GRIN2C glutamate ionotropic receptor NMDA type subunit 2C [Homo sapiens (human)] - Gene

Summary

Official Symbol: GRIN2Cprovided by HGNC
Official Full Name: glutamate ionotropic receptor NMDA type subunit 2Cprovided by HGNC
Primary source: HGNC:HGNC:4587
See related: Ensembl:ENSG00000161509 MIM:138254; AllianceGenome:HGNC:4587
Gene type: protein coding
RefSeq status: REVIEWED
Organism: Homo sapiens
Lineage: Eukaryota; Metazoa; Chordata; Craniata; Vertebrata; Euteleostomi; Mammalia; Eutheria; Euarchontoglires; Primates; Haplorrhini; Catarrhini; Hominidae; Homo
Also known as: NR2C; GluN2C; NMDAR2C
Summary: This gene encodes a subunit of the N-methyl-D-aspartate (NMDA) receptor, which is a subtype of ionotropic glutamate receptor. NMDA receptors are found in the central nervous system, are permeable to cations and have an important role in physiological processes such as learning, memory, and synaptic development.
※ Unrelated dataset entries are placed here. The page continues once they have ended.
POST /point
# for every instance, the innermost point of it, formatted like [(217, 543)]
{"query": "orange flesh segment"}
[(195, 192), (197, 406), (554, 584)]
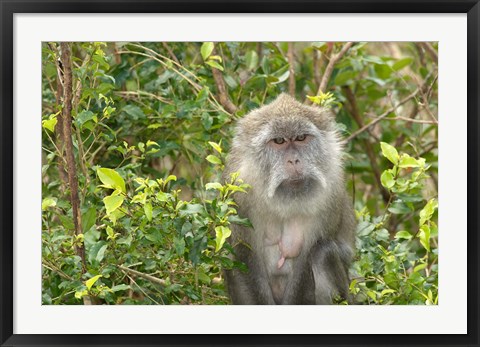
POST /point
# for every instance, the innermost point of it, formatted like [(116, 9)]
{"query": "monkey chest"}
[(282, 244)]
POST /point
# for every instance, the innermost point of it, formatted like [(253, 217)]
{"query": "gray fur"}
[(302, 241)]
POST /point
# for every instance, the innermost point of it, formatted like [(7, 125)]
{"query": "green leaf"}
[(179, 244), (50, 124), (111, 179), (148, 211), (84, 117), (213, 185), (251, 60), (221, 235), (403, 234), (424, 236), (101, 253), (235, 219), (89, 283), (344, 76), (113, 202), (48, 202), (420, 267), (134, 111), (427, 212), (88, 219), (214, 160), (206, 49), (215, 146), (400, 64), (408, 161), (120, 287), (387, 179), (214, 64), (389, 152)]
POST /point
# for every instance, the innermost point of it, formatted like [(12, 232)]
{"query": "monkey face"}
[(289, 153), (293, 160)]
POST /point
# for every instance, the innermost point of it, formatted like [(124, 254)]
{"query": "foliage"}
[(152, 124)]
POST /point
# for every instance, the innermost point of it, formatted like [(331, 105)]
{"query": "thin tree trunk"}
[(67, 136)]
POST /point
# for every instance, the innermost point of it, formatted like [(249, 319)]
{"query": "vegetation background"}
[(134, 140)]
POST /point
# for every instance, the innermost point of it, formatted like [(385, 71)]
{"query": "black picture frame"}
[(8, 8)]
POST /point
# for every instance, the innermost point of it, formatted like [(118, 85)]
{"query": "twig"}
[(331, 64), (431, 51), (143, 275), (291, 69), (383, 115), (353, 108), (316, 66), (223, 97), (140, 93), (170, 52), (67, 136), (411, 120)]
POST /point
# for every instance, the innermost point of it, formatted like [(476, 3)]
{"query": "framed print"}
[(241, 173)]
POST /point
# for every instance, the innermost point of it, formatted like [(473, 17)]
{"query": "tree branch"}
[(143, 275), (331, 64), (353, 108), (67, 136), (223, 97), (291, 69), (382, 116)]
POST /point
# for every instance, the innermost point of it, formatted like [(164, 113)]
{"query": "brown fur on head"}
[(301, 243), (263, 167)]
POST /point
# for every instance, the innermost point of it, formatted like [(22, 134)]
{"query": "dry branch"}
[(291, 68), (67, 136), (331, 64), (353, 109), (222, 94), (143, 275), (382, 116)]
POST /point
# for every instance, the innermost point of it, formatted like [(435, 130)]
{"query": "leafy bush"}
[(151, 125)]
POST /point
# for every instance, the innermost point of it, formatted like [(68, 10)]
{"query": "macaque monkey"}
[(302, 241)]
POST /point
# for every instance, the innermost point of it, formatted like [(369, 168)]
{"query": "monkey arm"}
[(329, 263)]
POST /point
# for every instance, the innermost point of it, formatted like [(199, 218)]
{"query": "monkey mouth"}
[(295, 186)]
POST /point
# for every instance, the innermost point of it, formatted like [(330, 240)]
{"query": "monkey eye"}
[(301, 137)]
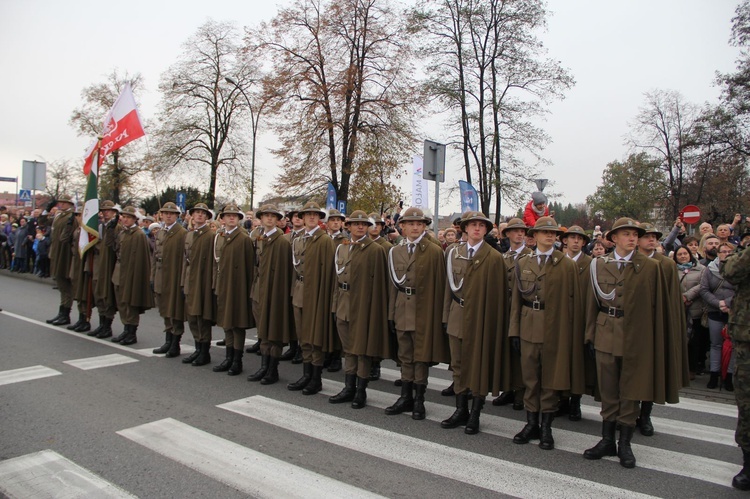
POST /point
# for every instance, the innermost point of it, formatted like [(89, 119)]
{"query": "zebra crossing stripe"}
[(26, 374), (47, 474), (457, 464), (248, 471), (675, 463), (114, 359)]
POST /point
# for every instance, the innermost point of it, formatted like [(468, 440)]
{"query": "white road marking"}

The receptor is a tetramer of different subunits (typically heterodimer of subunit 1 with one or more of subunits 2A-D), forming a channel that is permeable to calcium, potassium, and sodium, and whose properties are determined by subunit composition. Alterations in the subunit composition of the receptor are associated with pathophysiological conditions such as Parkinson's disease, Alzheimer's disease, depression, and schizophrenia. Alternative splicing results in multiple transcript variants. [provided by RefSeq, Jun 2013]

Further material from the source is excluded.